FBC cost to income ratio of 76% was achieved on the back of an 18.6% decline in administrative expenses.
This ratio, however, is significantly higher than the 39% achieved last year, mainly due to the 34% decline in total income caused by the dip in trading and exchange income.
Nkala said the group will continue to implement prudent cost containment measures against declining revenue growth and relative inflationary pressures.
FBC made a net monetary loss of ZWL$678.61m compared to ZWL$316.64m gain achieved in the corresponding period last year, mainly as a result of the increased net holding of monetary assets in line with the group’s inherent business model.
The slowing down of inflation helped to contain the net monetary loss. Total assets for the group stood at ZWL$41,67bn, a 7% increase from ZWL$39.11bn reported in December 2020.

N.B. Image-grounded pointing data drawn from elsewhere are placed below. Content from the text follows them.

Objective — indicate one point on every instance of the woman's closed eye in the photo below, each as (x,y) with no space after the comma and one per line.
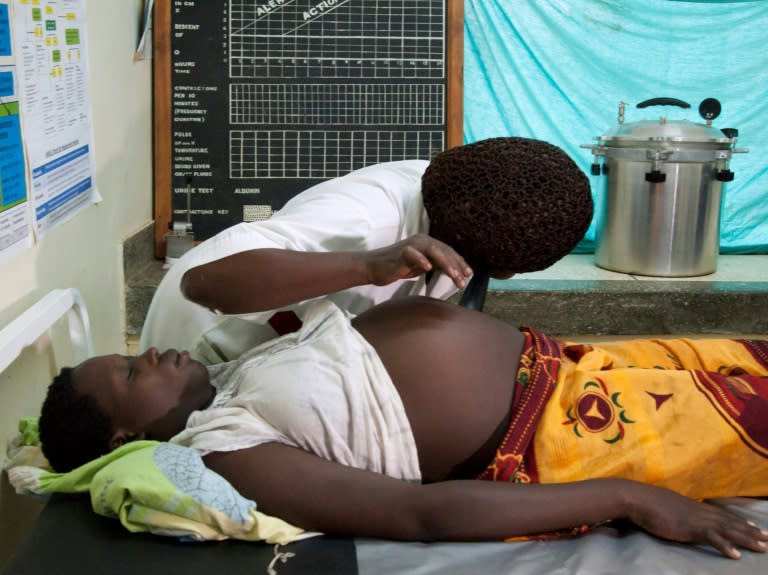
(129,369)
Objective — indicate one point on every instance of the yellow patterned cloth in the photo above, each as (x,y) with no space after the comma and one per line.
(690,415)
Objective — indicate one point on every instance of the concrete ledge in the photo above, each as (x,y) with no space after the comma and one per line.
(573,297)
(561,307)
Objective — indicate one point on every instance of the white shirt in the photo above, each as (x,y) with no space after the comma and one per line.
(367,209)
(322,389)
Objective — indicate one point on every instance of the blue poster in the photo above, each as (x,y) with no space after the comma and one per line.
(5,31)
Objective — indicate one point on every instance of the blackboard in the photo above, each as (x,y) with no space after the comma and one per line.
(256,101)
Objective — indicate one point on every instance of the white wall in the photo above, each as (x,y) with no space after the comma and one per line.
(86,252)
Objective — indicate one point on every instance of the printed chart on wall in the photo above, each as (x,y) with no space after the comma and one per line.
(15,234)
(271,97)
(56,108)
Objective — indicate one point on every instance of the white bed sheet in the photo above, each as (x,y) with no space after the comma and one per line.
(604,551)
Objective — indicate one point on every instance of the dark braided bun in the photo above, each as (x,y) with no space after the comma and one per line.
(508,205)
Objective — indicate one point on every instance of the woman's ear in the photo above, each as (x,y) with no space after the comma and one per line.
(120,438)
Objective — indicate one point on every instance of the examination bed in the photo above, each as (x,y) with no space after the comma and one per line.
(68,537)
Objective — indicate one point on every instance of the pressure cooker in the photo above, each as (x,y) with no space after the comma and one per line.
(661,190)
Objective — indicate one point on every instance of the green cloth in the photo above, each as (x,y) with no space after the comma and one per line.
(154,487)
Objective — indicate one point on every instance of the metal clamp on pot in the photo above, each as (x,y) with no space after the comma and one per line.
(660,198)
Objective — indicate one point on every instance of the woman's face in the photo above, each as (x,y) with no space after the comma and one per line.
(147,396)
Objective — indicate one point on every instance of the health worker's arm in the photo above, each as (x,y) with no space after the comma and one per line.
(318,495)
(264,279)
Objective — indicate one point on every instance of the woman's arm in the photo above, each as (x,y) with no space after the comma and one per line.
(263,279)
(322,496)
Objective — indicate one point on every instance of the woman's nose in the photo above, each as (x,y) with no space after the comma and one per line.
(150,356)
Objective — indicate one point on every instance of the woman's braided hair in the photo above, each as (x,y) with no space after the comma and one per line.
(508,205)
(73,429)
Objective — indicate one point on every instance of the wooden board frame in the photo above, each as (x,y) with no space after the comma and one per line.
(162,61)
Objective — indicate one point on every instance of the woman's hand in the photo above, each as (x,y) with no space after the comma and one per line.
(666,514)
(414,256)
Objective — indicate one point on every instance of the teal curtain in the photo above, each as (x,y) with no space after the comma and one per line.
(557,69)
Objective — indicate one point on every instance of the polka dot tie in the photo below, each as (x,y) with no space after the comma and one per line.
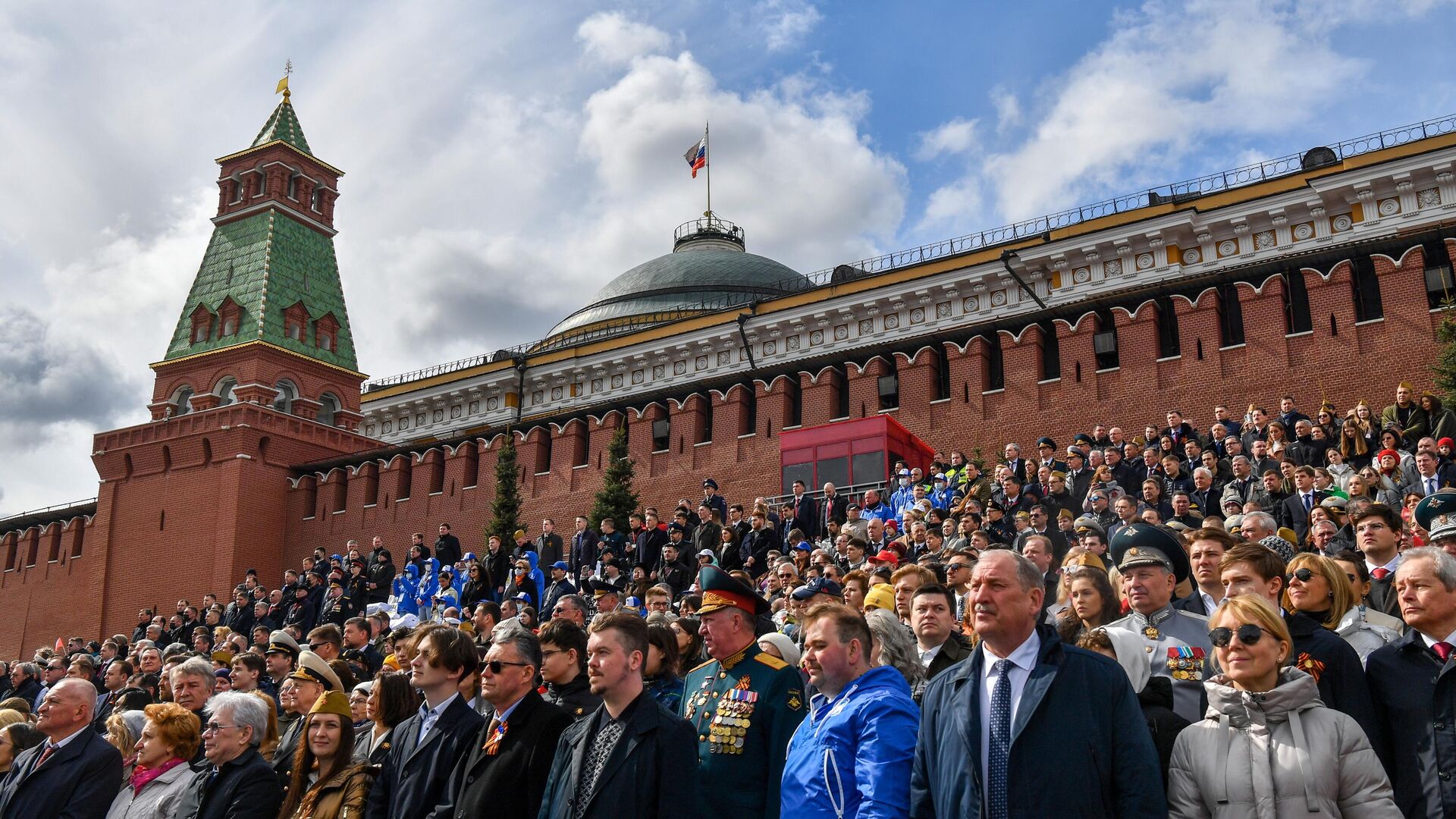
(1001,744)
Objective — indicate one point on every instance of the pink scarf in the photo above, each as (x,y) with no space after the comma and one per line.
(140,777)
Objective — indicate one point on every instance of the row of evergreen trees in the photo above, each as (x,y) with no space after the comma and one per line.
(617,499)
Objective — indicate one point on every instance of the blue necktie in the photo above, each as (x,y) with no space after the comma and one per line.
(1001,744)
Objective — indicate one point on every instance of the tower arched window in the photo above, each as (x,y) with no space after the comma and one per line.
(287,391)
(224,391)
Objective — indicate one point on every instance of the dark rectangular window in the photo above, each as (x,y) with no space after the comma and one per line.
(1366,287)
(1231,316)
(995,363)
(1440,286)
(1296,302)
(1166,319)
(1050,352)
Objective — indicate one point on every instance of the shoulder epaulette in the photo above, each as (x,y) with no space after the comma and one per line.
(770,661)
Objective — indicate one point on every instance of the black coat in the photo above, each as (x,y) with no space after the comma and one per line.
(650,774)
(416,776)
(513,780)
(243,789)
(1416,707)
(76,781)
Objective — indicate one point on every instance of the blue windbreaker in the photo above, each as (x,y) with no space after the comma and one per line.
(852,755)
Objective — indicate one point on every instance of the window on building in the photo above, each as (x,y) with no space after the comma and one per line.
(1366,289)
(1050,352)
(889,385)
(1231,316)
(1296,302)
(1166,318)
(1104,343)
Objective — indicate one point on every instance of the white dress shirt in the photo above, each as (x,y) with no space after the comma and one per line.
(1024,659)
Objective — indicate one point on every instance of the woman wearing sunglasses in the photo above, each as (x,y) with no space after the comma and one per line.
(1318,588)
(1269,742)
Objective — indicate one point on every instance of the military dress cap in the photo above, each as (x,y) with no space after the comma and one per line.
(283,643)
(1438,515)
(819,586)
(313,670)
(1144,544)
(723,591)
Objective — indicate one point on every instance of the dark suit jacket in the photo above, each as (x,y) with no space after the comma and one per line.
(513,780)
(416,776)
(650,774)
(77,781)
(243,789)
(1416,707)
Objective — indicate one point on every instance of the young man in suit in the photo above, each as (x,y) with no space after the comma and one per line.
(504,770)
(73,773)
(416,776)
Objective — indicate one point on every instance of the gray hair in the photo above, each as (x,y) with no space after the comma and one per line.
(194,667)
(897,648)
(243,710)
(1442,563)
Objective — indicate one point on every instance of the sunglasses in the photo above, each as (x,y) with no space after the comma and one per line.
(1248,634)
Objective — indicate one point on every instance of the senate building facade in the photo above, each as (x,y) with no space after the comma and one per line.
(1318,275)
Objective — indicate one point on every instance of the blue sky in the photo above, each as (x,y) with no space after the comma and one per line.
(492,143)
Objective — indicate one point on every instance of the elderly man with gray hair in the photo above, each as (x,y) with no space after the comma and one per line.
(237,783)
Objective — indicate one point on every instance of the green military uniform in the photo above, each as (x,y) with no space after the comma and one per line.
(745,710)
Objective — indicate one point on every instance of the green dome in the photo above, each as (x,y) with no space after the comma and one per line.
(707,271)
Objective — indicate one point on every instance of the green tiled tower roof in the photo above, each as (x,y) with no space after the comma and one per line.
(283,126)
(267,262)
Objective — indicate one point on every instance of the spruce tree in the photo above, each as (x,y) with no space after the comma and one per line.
(1445,366)
(617,499)
(506,509)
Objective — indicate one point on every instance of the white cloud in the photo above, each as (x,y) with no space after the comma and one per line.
(785,24)
(612,38)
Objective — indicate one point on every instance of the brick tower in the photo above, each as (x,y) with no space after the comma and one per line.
(259,375)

The growth was mainly driven by a 5% growth in deposits billion to ZWL$ 25.92bn from ZWL$24.71bn.
Nkala said the group was optimistic about the economic outlook, anchored on the growth prospects of key economic sectors, a stable inflationary environment, and increased foreign currency availability supported by the International Monetary Fund (IMF)’s cash injection to world economies through its reserve asset known as the special drawing rights, two weeks ago.
IMF injected US$650bn into the world economy to help countries restore liquidity and gain fiscal space to mitigate the devastating impact of the Covid-19 pandemic, which continue to ravage economies across the world.
Zimbabwe received US$961m in SDR, a part of the US$650bn the IMF is distributing to its members.
The funding is expected to shore up Zimbabwe’s fragile economy.
Government is projecting the economy to grow by 7.8% this year, anchored on a good 2020/21 rainfall season, higher international mineral commodity prices, and a stable macroeconomic environment.
Higher growth rates are projected in agriculture, electricity generation, and manufacturing.
The government’s efforts to stabilise prices through prudent fiscal policy and rules-based monetary and exchange rate policies, have been effective and must be continued in order to enhance confidence and improve macroeconomic conditions, Nkala said.
He said stringent fiscal policies are required to reduce unbudgeted spending and redirect resources where they are most needed, including social service delivery and re-establishment of human capital in addition to measures improving revenue collection.